# Euclidean quantum mechanics

This is a general program of probabilistic reinterpretation of
Quantum Mechanics initiated by us in the mid eighties and founded on an
old suggestion of E. Schrödinger (1931). It is Euclidean and,
therefore, deals with heat equations instead of Schrödinger equations.
But, in contrast with Kac's approach, it preserves the time symmetry of
all well defined probability measures on path spaces involved in the
construction. Its key point is to use two heat equations, adjoint to
each other with respect to the time parameter. In the simplest one
dimensional free case, whose quantum Hamiltonian is
*H*_{0} = - 1/2
∂^{2}/∂*q*^{2},
this means that positive solutions of -∂η*/∂*t* =
*H*_{0}η* and ∂η/∂*t* =
*H*_{0}η are used to produce a real
valued diffusion *Z*_{t}, on
generally finite time intervals, such that ∫_{A}
ηη*(*q*,*t*)d*q* =
Pr{*Z*_{t} ∈ *A*} for
*A* a Borelian and Pr denoting a probability. This approach is
in no way limited to the position representation. Such processes are
often referred to as reciprocal, Bernstein, variational, or even local
Markov or two-sided Markov.

This Euclidean analogy has allowed, for instance, to discover a Quantum Noether Theorem in Hilbert space whose predictions are richer than the result available in textbooks.

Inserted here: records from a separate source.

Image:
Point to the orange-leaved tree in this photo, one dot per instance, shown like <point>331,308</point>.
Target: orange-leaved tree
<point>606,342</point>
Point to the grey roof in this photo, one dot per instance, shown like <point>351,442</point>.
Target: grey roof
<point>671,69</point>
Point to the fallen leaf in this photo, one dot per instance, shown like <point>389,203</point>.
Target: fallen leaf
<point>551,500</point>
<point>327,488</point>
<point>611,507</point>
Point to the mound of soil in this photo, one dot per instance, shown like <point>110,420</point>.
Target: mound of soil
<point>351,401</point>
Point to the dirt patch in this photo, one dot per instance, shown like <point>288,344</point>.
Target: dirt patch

The goal of Euclidean Quantum Mechanics is to construct the closest probabilistic analogy with Quantum Theory, preserving Feynman's intuition of "quantum paths" and allowing to discover qualitatively new quantum effects. This program also aims at introducing new structures in Stochastic Analysis,inspired by quantum theory.

In recent years, the above-mentioned suggestion of Schrödinger has been known as the "Schrödinger Problem" in the Mass Transportation community.